Em retrospecto, em alguns aspectos, foi uma das histórias mais fáceis de cobrir, disse Jennifer. "A história estava em todos os lugares; você não tinha que caçar [a notícia]. Mas logisticamente foi difícil, por exemplo, conseguir alguém para levá-lo ao epicentro. Um motorista ainda classificou as estradas, que eram terríveis, acima do ebola como uma razão para não ir para a área."

Os riscos são controláveis, seguindo certos protocolos como o uso de máscaras e luvas, não tocar em ninguém e nunca tocar seu próprio rosto ou colocar ou tirar suas lentes de contato sem usar um desinfetante forte.

Jennifer estava entre os repórteres que discutiram os desafios da cobertura do ebola durante a recente Conferência Mundial de Jornalistas de Ciência, em Seul, Coreia do Sul.

Como ela lutou em sua redação por aprovação para cobrir a história, Umaru Fofana, um jornalista freelance que também é correspondente da BBC na Serra Leoa, ouvia histórias sobre um surto da doença mortal, embora o governo se mantesse em silêncio.

Cinco semanas mais tarde, depois de a OMS confirmar a escala do surto, Umaru propôs a história para a BBC, mas o seu pedido para viajar para a área devastada pelo ebola foi recusado porque que "não era seguro". Em seguida, ele sugeriu a história para a Reuters, que concordou em enviá-lo e o encaminhou para obter orientação do grupo Médecins Sans Frontières.

Umaru foi um dos primeiros repórteres a chegar à cidade de Kenema, que foi o epicentro do surto mortal. Sua reportagem -- incluindo um vídeo arrepiante com o seu iPhone de uma equipe de sepultamento despejando sem a menor cerimônia o corpo de uma vítima em uma cova escavada apressadamente -- ajudou a alertar o mundo para a gravidade da situação.

"Eu cobri guerras civis, golpes de Estado e eleições violentas, mas eu nunca me senti tão assustado como quando estava cobrindo o ebola", disse Umaru.
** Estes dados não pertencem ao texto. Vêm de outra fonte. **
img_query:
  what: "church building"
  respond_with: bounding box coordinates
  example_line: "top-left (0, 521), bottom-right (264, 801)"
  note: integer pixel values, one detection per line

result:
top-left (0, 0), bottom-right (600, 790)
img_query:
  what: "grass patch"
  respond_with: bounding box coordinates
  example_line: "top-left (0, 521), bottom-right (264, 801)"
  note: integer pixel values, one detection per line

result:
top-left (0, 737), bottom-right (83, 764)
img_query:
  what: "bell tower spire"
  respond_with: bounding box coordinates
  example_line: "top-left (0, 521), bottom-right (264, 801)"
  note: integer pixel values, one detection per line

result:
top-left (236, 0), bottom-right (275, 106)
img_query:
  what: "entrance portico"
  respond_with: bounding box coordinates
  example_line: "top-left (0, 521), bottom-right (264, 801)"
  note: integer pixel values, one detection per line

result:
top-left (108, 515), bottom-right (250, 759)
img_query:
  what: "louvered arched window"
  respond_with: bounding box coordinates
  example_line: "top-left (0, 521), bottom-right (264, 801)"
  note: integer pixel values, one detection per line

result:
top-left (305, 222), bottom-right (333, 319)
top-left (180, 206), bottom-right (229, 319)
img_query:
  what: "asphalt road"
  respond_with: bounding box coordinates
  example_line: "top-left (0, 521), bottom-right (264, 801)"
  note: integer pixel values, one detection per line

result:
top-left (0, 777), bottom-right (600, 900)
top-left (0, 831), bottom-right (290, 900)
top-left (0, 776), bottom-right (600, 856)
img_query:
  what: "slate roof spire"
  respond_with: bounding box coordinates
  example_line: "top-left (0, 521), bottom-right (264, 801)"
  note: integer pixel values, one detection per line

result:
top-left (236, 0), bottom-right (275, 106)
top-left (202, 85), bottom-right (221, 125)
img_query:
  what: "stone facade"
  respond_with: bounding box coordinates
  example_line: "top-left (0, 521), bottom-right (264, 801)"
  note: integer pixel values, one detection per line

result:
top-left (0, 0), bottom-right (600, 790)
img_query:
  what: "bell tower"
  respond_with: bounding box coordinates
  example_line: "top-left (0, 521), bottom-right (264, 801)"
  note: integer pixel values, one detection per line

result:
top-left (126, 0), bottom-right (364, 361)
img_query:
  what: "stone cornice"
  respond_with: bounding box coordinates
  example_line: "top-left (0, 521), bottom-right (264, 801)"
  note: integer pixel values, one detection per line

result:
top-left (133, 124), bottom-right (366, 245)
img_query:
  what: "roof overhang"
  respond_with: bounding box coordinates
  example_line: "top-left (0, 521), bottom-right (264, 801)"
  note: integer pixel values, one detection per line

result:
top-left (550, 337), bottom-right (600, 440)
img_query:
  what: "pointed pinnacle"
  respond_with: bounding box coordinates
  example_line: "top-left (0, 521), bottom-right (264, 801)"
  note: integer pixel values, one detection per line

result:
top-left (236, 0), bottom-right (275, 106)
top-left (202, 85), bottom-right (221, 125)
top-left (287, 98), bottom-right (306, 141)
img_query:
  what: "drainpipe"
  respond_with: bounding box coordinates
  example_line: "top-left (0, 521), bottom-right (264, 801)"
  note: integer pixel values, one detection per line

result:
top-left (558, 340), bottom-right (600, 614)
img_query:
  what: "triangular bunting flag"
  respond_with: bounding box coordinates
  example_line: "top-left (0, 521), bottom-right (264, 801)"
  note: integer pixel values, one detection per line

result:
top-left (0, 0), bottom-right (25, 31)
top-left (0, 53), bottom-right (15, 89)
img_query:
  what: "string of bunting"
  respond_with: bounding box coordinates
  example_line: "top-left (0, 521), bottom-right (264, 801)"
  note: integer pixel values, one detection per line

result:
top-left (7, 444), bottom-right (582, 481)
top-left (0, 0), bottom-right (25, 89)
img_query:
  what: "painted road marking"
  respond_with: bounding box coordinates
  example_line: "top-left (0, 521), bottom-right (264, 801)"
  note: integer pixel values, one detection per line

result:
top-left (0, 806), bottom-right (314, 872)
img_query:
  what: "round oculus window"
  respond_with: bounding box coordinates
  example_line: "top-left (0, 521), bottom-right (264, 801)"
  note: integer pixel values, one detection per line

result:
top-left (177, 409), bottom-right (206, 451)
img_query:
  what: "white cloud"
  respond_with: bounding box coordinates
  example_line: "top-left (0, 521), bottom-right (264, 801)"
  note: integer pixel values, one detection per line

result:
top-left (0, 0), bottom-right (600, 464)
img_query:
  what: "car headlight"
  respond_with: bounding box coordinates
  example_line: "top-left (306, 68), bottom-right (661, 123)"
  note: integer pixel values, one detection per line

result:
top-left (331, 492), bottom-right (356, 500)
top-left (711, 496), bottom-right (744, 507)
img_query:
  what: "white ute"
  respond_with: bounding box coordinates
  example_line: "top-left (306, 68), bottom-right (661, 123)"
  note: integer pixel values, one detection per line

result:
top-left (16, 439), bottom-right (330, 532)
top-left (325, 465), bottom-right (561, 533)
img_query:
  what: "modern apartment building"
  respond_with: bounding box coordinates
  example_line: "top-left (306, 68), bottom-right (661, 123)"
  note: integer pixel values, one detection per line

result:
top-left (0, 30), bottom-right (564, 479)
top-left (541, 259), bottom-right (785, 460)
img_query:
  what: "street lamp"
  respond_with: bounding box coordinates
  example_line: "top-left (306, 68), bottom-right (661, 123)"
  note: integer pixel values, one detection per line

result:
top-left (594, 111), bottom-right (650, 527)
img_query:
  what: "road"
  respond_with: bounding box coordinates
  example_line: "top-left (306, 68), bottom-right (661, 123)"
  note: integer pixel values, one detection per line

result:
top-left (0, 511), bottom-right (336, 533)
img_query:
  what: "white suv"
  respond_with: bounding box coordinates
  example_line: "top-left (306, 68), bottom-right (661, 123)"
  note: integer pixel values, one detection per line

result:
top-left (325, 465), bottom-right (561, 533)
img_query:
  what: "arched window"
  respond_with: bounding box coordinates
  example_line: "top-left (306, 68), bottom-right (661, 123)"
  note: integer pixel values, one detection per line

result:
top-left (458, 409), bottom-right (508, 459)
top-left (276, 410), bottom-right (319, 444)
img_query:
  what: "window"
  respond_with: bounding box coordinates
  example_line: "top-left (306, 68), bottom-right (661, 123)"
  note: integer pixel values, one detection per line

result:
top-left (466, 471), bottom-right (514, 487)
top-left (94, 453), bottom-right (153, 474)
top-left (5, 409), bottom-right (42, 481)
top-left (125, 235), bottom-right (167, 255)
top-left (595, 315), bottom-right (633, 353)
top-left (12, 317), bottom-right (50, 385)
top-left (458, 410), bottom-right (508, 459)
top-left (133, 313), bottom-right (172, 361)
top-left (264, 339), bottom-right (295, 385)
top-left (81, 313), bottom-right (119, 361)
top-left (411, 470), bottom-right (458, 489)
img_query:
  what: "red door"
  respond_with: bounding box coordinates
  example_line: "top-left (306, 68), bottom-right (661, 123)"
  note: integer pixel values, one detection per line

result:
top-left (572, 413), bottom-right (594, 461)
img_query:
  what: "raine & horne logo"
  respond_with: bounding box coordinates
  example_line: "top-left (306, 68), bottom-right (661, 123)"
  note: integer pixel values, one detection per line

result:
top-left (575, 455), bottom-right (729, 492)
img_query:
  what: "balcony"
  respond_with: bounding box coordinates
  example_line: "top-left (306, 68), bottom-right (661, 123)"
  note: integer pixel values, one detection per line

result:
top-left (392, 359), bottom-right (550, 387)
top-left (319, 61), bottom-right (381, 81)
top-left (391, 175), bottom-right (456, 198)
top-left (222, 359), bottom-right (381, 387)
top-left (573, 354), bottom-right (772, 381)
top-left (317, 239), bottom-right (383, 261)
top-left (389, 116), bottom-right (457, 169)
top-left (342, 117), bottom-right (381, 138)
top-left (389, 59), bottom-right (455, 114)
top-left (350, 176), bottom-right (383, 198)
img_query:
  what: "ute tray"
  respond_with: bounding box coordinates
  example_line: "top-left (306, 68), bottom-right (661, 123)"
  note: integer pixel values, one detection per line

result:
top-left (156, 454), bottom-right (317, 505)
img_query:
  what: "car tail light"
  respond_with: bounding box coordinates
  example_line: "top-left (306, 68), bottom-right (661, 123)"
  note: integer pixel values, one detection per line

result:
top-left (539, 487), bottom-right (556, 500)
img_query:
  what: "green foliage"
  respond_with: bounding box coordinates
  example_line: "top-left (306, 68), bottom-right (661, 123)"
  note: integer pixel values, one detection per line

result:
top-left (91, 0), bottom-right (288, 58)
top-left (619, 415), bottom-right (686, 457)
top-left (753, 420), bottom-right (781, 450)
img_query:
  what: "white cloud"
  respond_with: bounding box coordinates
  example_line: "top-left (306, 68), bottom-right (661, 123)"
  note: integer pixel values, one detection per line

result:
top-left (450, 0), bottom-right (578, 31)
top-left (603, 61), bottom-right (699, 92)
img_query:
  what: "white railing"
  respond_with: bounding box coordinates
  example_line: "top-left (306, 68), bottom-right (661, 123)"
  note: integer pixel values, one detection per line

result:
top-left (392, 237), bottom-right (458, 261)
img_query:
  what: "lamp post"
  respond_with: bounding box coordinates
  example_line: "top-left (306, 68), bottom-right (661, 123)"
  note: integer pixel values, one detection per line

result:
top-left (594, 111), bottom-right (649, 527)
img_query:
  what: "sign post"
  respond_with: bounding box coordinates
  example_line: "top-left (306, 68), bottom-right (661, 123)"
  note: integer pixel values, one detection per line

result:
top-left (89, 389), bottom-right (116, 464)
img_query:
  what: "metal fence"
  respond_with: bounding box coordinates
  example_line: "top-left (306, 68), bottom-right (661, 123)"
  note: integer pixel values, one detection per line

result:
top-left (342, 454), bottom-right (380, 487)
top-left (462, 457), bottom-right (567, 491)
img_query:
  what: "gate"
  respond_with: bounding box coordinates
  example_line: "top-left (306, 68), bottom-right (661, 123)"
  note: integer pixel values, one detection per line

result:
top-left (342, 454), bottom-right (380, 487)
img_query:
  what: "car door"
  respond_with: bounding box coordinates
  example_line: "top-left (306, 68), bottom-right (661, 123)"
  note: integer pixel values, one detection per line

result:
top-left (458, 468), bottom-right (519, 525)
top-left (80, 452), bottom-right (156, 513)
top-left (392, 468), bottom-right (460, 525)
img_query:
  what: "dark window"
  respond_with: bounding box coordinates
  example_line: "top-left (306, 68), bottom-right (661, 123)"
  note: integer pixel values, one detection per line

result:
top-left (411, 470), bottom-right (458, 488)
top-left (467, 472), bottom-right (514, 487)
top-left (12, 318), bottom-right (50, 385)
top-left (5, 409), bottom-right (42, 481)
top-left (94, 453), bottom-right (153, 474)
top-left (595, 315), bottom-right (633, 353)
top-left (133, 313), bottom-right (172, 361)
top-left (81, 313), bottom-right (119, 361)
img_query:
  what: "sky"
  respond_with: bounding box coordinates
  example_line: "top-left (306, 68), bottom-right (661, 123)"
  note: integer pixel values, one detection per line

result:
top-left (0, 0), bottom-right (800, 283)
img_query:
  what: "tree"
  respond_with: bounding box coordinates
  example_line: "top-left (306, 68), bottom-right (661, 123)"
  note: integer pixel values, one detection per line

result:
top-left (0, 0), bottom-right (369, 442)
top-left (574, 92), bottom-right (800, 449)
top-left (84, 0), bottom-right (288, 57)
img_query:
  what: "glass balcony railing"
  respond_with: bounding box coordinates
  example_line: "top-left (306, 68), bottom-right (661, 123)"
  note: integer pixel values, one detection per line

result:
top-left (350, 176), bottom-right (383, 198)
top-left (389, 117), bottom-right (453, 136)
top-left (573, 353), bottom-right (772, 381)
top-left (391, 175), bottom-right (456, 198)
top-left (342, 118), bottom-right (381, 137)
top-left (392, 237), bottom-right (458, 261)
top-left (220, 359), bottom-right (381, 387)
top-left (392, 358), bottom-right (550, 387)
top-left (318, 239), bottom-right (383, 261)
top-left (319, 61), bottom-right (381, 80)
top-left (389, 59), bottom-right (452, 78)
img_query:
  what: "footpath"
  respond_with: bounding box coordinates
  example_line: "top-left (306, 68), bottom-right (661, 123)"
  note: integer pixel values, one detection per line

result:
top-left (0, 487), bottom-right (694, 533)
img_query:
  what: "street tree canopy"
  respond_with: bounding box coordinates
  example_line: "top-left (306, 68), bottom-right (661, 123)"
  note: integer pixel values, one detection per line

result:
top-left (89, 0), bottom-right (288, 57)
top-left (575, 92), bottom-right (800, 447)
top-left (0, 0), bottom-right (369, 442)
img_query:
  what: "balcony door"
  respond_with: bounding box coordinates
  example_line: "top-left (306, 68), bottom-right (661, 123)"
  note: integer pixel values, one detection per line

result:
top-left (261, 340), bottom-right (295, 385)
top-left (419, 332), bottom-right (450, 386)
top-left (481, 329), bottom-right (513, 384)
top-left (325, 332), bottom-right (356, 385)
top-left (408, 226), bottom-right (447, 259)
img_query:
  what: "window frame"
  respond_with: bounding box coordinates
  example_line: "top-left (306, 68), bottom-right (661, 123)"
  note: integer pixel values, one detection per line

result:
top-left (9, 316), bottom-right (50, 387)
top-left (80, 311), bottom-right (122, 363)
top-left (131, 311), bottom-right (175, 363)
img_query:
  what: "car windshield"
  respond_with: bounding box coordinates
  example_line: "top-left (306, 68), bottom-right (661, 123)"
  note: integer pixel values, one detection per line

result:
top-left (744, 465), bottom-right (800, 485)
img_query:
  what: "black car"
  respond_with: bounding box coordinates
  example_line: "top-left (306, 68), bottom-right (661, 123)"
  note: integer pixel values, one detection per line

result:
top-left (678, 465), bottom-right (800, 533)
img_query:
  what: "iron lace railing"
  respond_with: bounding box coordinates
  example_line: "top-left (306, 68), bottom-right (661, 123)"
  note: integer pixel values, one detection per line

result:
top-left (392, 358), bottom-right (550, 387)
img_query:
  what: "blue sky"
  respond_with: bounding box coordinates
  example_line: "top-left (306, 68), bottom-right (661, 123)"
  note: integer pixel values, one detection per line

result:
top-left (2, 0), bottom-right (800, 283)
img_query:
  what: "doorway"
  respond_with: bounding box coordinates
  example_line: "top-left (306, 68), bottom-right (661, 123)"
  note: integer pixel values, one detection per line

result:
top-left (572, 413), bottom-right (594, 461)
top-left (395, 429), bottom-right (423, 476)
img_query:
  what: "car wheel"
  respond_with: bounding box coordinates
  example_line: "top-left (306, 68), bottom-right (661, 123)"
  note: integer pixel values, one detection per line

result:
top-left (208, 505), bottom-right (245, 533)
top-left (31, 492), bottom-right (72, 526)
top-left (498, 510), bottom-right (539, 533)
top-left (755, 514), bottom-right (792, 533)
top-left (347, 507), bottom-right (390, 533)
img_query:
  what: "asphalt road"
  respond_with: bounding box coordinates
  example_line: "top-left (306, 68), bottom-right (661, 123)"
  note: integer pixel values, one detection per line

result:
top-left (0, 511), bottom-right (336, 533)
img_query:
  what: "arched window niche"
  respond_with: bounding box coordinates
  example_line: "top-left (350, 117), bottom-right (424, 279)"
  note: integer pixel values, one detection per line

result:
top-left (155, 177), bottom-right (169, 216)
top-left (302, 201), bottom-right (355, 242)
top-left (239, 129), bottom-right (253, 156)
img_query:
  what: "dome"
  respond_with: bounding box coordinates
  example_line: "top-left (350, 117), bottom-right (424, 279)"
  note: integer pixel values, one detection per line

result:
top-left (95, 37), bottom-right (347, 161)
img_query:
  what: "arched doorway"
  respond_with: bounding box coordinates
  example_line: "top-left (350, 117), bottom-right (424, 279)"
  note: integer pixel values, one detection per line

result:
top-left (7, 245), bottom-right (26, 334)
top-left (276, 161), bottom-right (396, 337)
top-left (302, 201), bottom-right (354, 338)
O acesso aos lugares quentes e fontes de notícias foi difícil, enquanto o perigo sempre presente de contrair a doença e infectar sua família era uma preocupação constante.

"Eu ia visitar a linha de frente e, em seguida, voltava para casa para a minha família. Foi uma época terrível para nós quando um dos meus filhos contraiu uma febre muito alta, mas, felizmente, não era ebola. Tivemos de dar uma licença integral a nossa empregada por medo de ela pode infectar nossos filhos, mas disse a ela que era porque não queria que ela pegasse [o vírus] de mim por causa do meu trabalho."

Os repórteres também tiveram que lidar com o governo de Serra Leoa "botando a sujeira por baixo do pano e intimidando os jornalistas que estavam reportando a história", disse ele. "Quinze semanas do surto e ainda não tinham declarado estado de emergência e, em vez de lutar contra o ebola, o governo intimidava jornalistas. Nós estávamos com medo e assustados, mas tínhamos que contar a verdade."

Somente quando a mídia internacional pegou a história que o governo da Serra Leoa finalmente admitiu a escala da crise.

Umaru criticou a mídia estrangeira por "concentrar sua cobertura sobre os estrangeiros" na maior parte. Na verdade, ele disse que o exército, que organizou e dirigiu um hospital que tratou centenas de pessoas, e os 300 trabalhadores humanitários locais que morreram tratando os doentes, foram os verdadeiros heróis.

E ele deu um alerta: Agora que a atenção dos meios de comunicação ocidentais saiu de lá, há um perigo real de um novo surto se a mídia não manter os holofotes sobre Serra Leoa.